Pablo Neruda, 100 Love Sonnets


Jalanan padat New York membuatku frustasi karena sudah sepuluh menit kami terjebak macet, padahal setiap pagi selama dua minggu ini, aku hanya membutuhkan waktu dua puluh menit ke rumah sakit tanpa macet dengan kecepatan yang normal dan sekarang sudah sepuluh menit berlalu kami bahkan belum setengah jalan. Sial. Aku tak suka dengan keadaan seperti ini, cemas, khawatir, takut, sedih semuanya bercampur jadi satu dan aku tak ingin memikirkan bagaimana rasanya itu.

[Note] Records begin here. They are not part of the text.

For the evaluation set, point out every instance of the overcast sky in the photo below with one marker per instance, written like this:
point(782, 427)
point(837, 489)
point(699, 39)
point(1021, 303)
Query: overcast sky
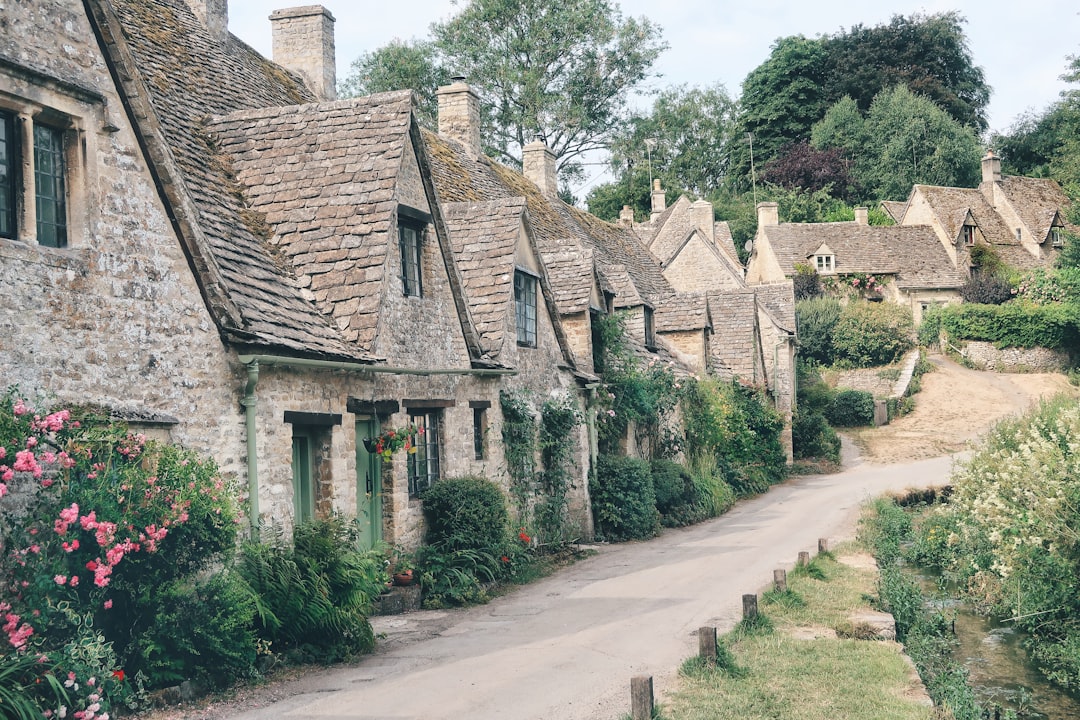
point(1022, 45)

Suster yang bertugas malam hari ini menelponku karena Justin adalah pasienku maka aku yang harus mengawalnya meski pun aku tak tahu bagaimana caranya membuatnya kembali membaik karena aku tak mengambil mata kuliah dokter umum dulu, itu berbeda dengan psikologi yang berdiri sendiri di kampusku.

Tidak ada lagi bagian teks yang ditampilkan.